Older workers are being routinely ignored by employers when it comes to training, warns a leading international sales training organisation, despite more retirees being employed than ever before.
These are the observations of Doug Tucker, managing director of Sales Commando, are based on experiences with major employers in the UK, Europe, the Middle East and the US.
Tucker said: “More and more people are working beyond the current ages of retirement and this is a universal trend that’s set to continue as the age of retirement rises in tandem with increasing life expectancy.
“However, what I find mystifying is that older workers are consistently looked over in favour of young employees when training provision is considered.

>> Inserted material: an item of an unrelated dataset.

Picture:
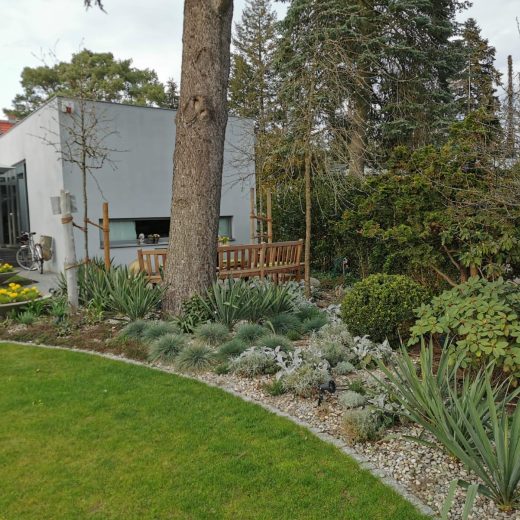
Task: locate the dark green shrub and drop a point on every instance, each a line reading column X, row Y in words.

“My team and I have noticed that it is not uncommon for older people to be routinely overlooked, purely, it can be assumed because there are no other variables, because of their age if there are a limited number of training places. This type of discrimination is depressingly commonplace.”
Figures from both sides of the Atlantic back up the trend of older workers. In the UK, 300,000 people aged 70 or over are still working. In fact, in the UK alone, 1.54M people at pension age and above are in work, compared to 753,000 in 1993. And these figures are reflected across Europe and the US.
Given these numbers, and the paucity of sales training for those of a more mature age, Tucker is adamant that many firms’ sales training policies need to be urgently revised.
He said: “The assumption that older people bring wisdom and experience to a sales role and therefore need no training is a fundamental flaw in the HR training policies of too many companies.
“Or perhaps it is a mind-set that older workers will typically not be with the company for the medium to longer-term and, therefore, are not worth the training investment.
“Either way, we’re all working in an ever-changing sales arena that requires evolutionary sales training. And that’s for everybody, at every age.”
Tucker believes that the consequences of not providing sales training to those of retirement age and over will have a devastating effect on fiscal bottom lines. And yet the answer is simple, says Tucker.
“We’re not teaching old dogs new tricks here. Instead, what I’m suggesting is that we refine experiences and contemporise sales techniques to build on the many attributes older workers bring to a company in a sales leadership role.
“The results will not only be individually beneficial but corporately profitable. And those results can be achieved now.”